Blick ins Archiv bringt so manche Überraschung ans Tageslicht

In einer Sonderausstellung präsentiert die Firma Wendt & Kühn historische Sonderanfertigungen. Dabei wird klar, dass sich die Grünhainichener nicht nur mit kleinen Figuren sehr gut auskennen.

Grünhainichen.

Auch als wissenschaftliche Mitarbeiterin lässt sich viel erleben. Was nach einem eher tristen Beruf am Schreibtisch klingt, ist im Fall von Marlis Rokitta eine Erfüllung. Als Angestellte der Grünhainichener Firma Wendt & Kühn kümmert sie sich unter anderem um die Sonderausstellungen, die stets eine interessante Herausforderung darstellen. Bester Beweis dafür ist die aktuelle Präsentation "Auftrag erteilt! Sonderfiguren für Unternehmen, Institutionen und Fachhändler". Die dafür notwendigen Recherchen führten Marlis Rokitta zurück in längst vergangene Epochen - von einem außergewöhnlichen Auftrag kurz vorm Ende der DDR bis hin zu einem unvollendeten Bauprojekt nach dem Ersten Weltkrieg.

Die Mitarbeiterin war selbst überrascht, als sie im eigenen Archiv auf ungewöhnliche Zeichnungen aus den Zeiten kurz nach der Firmengründung (1915) stieß. Statt Kunst oder Spielzeugfiguren war darauf ein Mahnmal abgebildet. "Es war ein maßstabsgetreuer Entwurf einer Gedenkstätte für gefallene Soldaten aus dem Ersten Weltkrieg", erklärt Marlis Rokitta. Obwohl das Objekt nie gebaut wurde, liefern die Skizzen Hinweise zur Anfangszeit und der damaligen Produktpalette. "Es sind viele Grabmale dokumentiert, das war offenbar ein wichtiger Geschäftszweig."

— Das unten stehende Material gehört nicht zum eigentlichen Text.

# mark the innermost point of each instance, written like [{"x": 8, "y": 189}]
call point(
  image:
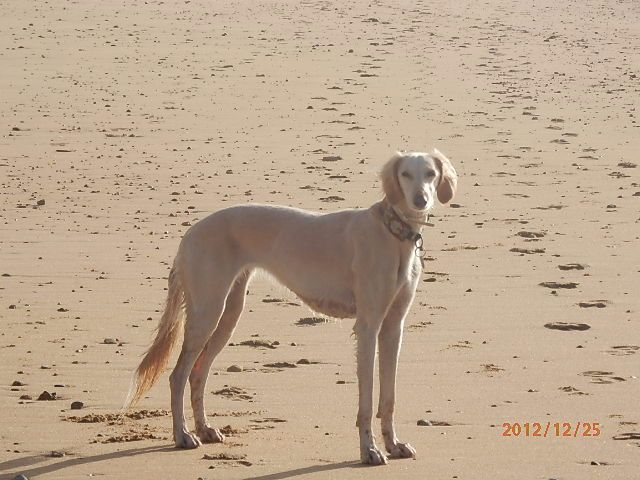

Zu sehen sind in der Ausstellung auch andere Dokumente, die letztlich nicht in einem realen Produkt mündeten - so wie zwei Entwürfe für das Firmenlogo einer Nürnberger Lebkuchen- und Schokoladenfabrik. In diesem Fall brachte selbst ein Anruf im Nürnberger Stadtarchiv keine neue Erkenntnis. Dafür wurde Marlis Rokitta beispielsweise im Chemnitzer Archiv fündig. So lässt sich auch heute noch gut nachvollziehen, welche Geschenke die Mitarbeiter der Wanderer-Werke in Chemnitz bei ihren Weihnachtsfeiern von 1935 bis 1939 erhielten. Es handelte sich um Engel, Weihnachtsmänner, Nussknacker und Räuchermänner, von denen einige jetzt in Grünhainichen stehen.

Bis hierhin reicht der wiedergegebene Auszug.